What makes politics popular for showbiz personalities whose careers have gone past their prime? Showbiz and politics seem like mirror images here in the Philippines. Showbiz is a lucrative profession where you only need to be popular and do something popular to stay in the spotlight. Politics here counts on popularity too, and is a lucrative profession as well, just think of all the bonuses that politicians get here. And the pork! Oh yes, the pork barrel.
And the sad part is that Filipinos fall for the popularity trap in voting for their politicians each and every time. They keep saying they want change, but they easily fall for the glare of a politician who doesn’t have much of a platform and who doesn’t plan to keep his campaign promises one he/she is elected.
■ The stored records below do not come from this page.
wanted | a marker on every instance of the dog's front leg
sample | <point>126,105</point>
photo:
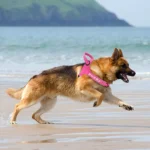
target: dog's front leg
<point>110,98</point>
<point>91,92</point>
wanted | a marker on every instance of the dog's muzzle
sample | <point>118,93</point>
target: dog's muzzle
<point>123,75</point>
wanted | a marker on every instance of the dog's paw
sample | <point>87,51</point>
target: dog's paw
<point>127,107</point>
<point>95,104</point>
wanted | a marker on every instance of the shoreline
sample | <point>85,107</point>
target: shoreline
<point>78,125</point>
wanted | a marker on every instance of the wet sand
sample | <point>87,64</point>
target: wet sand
<point>79,125</point>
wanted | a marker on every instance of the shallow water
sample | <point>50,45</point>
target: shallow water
<point>25,51</point>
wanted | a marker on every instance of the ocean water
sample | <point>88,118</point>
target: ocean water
<point>26,51</point>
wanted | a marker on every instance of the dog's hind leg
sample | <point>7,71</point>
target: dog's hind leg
<point>46,104</point>
<point>29,97</point>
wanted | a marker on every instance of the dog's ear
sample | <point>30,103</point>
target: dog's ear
<point>115,56</point>
<point>120,53</point>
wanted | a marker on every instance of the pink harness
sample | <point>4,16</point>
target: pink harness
<point>86,71</point>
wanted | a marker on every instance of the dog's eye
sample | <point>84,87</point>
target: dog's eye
<point>123,66</point>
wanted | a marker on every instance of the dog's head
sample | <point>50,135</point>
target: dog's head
<point>121,65</point>
<point>115,67</point>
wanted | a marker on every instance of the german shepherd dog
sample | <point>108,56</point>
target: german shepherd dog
<point>64,81</point>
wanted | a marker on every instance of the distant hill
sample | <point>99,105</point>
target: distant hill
<point>56,13</point>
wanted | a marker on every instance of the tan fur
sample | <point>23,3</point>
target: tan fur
<point>45,87</point>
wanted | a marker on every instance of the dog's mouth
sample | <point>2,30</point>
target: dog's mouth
<point>122,76</point>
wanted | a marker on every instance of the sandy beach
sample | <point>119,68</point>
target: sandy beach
<point>79,125</point>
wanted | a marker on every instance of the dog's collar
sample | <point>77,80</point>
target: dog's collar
<point>87,71</point>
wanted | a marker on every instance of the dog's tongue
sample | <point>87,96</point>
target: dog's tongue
<point>125,77</point>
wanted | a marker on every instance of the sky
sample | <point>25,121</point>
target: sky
<point>135,12</point>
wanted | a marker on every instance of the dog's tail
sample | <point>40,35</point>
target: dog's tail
<point>15,93</point>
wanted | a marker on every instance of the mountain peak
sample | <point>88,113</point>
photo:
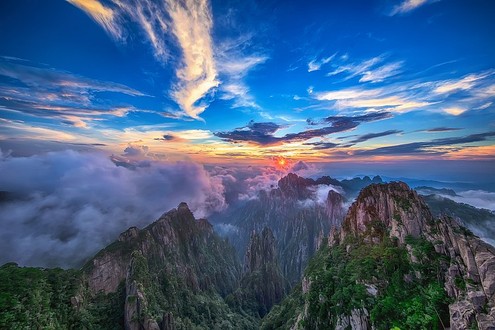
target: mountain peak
<point>391,209</point>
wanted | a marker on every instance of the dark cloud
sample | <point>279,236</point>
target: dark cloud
<point>167,137</point>
<point>25,148</point>
<point>262,133</point>
<point>135,151</point>
<point>322,145</point>
<point>422,147</point>
<point>70,204</point>
<point>299,166</point>
<point>259,133</point>
<point>370,136</point>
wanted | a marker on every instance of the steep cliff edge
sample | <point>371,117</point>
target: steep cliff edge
<point>297,219</point>
<point>262,284</point>
<point>393,264</point>
<point>173,274</point>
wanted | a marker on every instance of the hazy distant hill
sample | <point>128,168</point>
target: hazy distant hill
<point>389,261</point>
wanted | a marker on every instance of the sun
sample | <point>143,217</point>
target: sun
<point>281,163</point>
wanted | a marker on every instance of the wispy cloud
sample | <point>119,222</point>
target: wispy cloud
<point>371,70</point>
<point>407,6</point>
<point>381,73</point>
<point>188,23</point>
<point>427,147</point>
<point>454,85</point>
<point>263,133</point>
<point>191,25</point>
<point>370,98</point>
<point>369,136</point>
<point>315,64</point>
<point>44,92</point>
<point>101,14</point>
<point>234,67</point>
<point>453,96</point>
<point>441,129</point>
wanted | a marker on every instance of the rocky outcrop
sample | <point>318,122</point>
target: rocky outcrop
<point>298,221</point>
<point>386,209</point>
<point>176,259</point>
<point>470,279</point>
<point>358,320</point>
<point>393,217</point>
<point>334,206</point>
<point>136,316</point>
<point>262,282</point>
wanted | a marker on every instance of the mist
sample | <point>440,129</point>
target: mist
<point>62,207</point>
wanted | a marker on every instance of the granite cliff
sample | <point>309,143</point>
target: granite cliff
<point>392,264</point>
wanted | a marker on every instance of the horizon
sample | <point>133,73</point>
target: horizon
<point>376,81</point>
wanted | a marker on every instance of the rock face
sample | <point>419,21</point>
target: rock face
<point>470,279</point>
<point>393,207</point>
<point>389,225</point>
<point>297,221</point>
<point>171,270</point>
<point>263,281</point>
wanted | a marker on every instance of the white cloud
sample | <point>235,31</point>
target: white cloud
<point>315,65</point>
<point>407,6</point>
<point>190,24</point>
<point>101,14</point>
<point>345,94</point>
<point>381,73</point>
<point>454,111</point>
<point>453,85</point>
<point>234,65</point>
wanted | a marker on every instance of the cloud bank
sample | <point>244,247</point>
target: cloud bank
<point>166,24</point>
<point>62,207</point>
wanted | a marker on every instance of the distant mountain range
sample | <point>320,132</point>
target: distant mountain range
<point>293,257</point>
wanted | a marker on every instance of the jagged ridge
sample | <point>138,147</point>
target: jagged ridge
<point>390,226</point>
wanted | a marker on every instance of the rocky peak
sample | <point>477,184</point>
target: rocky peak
<point>129,234</point>
<point>334,206</point>
<point>261,250</point>
<point>175,233</point>
<point>294,186</point>
<point>391,209</point>
<point>262,282</point>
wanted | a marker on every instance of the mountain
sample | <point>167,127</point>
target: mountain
<point>388,262</point>
<point>295,216</point>
<point>262,284</point>
<point>173,274</point>
<point>393,264</point>
<point>480,221</point>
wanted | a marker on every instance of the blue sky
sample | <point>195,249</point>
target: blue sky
<point>242,81</point>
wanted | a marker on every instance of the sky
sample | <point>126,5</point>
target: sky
<point>112,112</point>
<point>243,81</point>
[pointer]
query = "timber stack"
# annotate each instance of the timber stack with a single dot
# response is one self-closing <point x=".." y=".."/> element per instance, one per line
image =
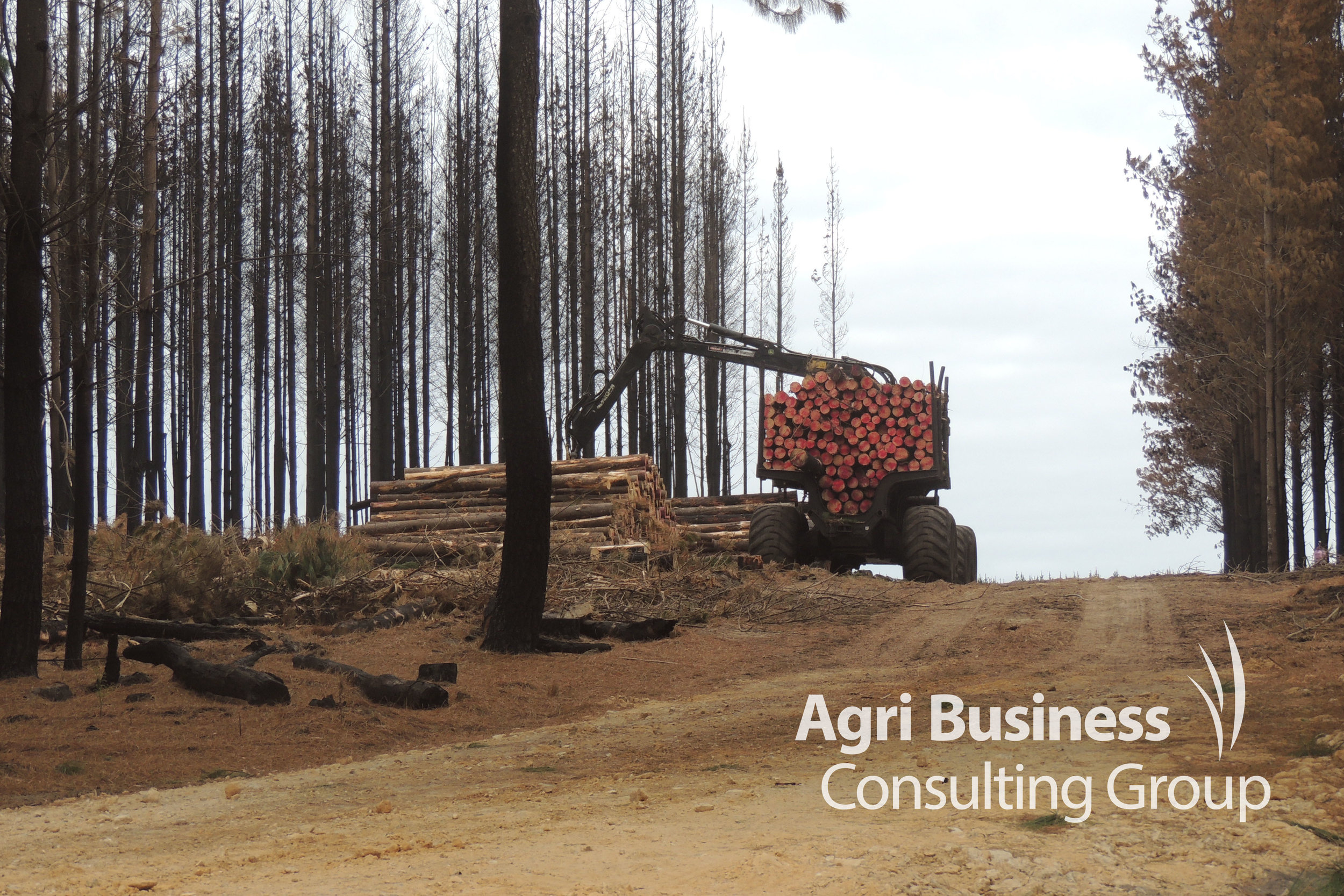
<point x="457" y="512"/>
<point x="721" y="524"/>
Filipinos are not exactly known for holding them accountable either; they revere them to the extent that they are reluctant to criticize them for not serving the people.
In short, Filipinos are insane because they keep doing the same thing come election time and expect different results.
That Filipinos are fond of such an unproductive activity tells us that not much has changed: the national “issues discussion”, if you can even call it that, is still focused on the droll, unintelligent, and trivial, and the Filipinos are still a nation of starstruck ignoramuses.
Kris Aquino’s clan, the Cojuangcos, will be at the center of issues being discussed in the Philippines for a long time to come. You want to talk about dynasties? Their name comes to mind easily? You want to talk about Hacienda Luisita and the CARP? That’s them. You want to talk about the personalities credited for “liberating the Philippines from the Marcos dictatorship”? You cannot not mention them.
Because the power of that clan largely depends on their ability to stay in the consciousness of the Filipino people, it is only but natural to throw every one of their offspring into the spotlight, and into politics. Noynoy, Bam Aquino, and Kris are some of their youngest generation, and that the Aquino and Cojuangco dynasties stay relevant to the Filipino people is a task that will be transferred to them.
With the mass media on the Aquino’s side, and the willingness of the Filipinos to lap up whatever they are being fed, no, Kris Aquino will not need to be concerned with becoming irrelevant anytime soon. In fact, she may even become president someday.